Sweatshop Child Slave Labor & Union Leader Assassinations

While these water problems continue in India, PepsiCo and Coca-cola still have even more human rights violations on their hands around the world.

For example, in a 2016 report from the Rainforest Action Network (RAN), Indonesia’s palm oil giant Indofood was called out as “violating the fundamental rights of workers on its palm oil plantations,” rarely respecting the human rights of its workers, with children as young as 13 working on plantations.  Pepsi has since distanced itself from Indofood publicly, but still works with them and shows no signs of progress

Coca-cola is worse.

In 2004, the organization Human Rights Watch had exposed Coca-Cola’s use of child labor in its sugar supplier in El Salvador.

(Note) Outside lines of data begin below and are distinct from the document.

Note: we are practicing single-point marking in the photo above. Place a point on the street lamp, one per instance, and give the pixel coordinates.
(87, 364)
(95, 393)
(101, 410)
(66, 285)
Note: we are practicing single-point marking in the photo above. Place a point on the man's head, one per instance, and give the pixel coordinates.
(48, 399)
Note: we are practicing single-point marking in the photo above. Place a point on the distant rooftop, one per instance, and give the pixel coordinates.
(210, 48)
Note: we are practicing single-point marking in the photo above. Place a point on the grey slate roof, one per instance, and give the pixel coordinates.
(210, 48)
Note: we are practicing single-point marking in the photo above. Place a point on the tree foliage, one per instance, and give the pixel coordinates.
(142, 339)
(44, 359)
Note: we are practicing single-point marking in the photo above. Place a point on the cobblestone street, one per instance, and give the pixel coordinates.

Among footage taken a few years later and aired as part of a UK documentary on sweatshops, child labor had clearly not ceased and was in fact running rampant on sugar cane plantations for Coke’s supplier. And it gets even more difficult to swallow.

Over the past two decades, reports of Coca-cola factories in Central America hiring paramilitary to handle worker strikes and wage protests increased to the point that union leaders began getting assassinated, covered up, rise and repeat. This began happening so often that a movement began to attempt to spread awareness, but has largely gone undisclosed in mainstream media. However, several books have been published on the subject, notably one entitled The Coke Machine by Michael Blanding which explains the problem in detail.

The unfortunate reality that people don’t want to face is that Coca-cola, arguably the world’s number 1 brand over all brands, is willing to do anything and everything to remain on top. That includes hiring CIA-trained assassins to murder union leaders who rile worker strikes too much. It may sound unbelievable to some, but the facts tell a different story.

The School of Americas (SOA) was the former name of the current Western Hemisphere Institute for Security Cooperation (WHISC), a training ground in Virginia that specifically uses training tactics from the Central Intelligence Agency to train young recruits from Central America to be highly skilled assassins for hire by multinational corporations…. in Central America.

Columbia, for example, has had a series of highly publicized union leader murders which prompted the American Federation of Labor and Congress of Industrial Organizations to reach out to President Obama in 2012 to urge the United States not to pass the Colombian Free Trade Agreement, saying “U.S. State Department is not enforcing the human rights conditions imposed upon U.S. aid to Colombia” and urging Obama to reconsider what they considered “anti-union” rhetoric. Despite this plea, the agreement passed and is now in play, and since then violence and threats have continued against union leaders working for Coca-cola.

Some documented cases have surfaced through the organizations Killer Coke and SOA Watch, but information is sparse when poverty is at play. Nevertheless, the list of human rights violations occurring from both brands of cola continue to this day while people in America tweet about a commercial they didn’t like.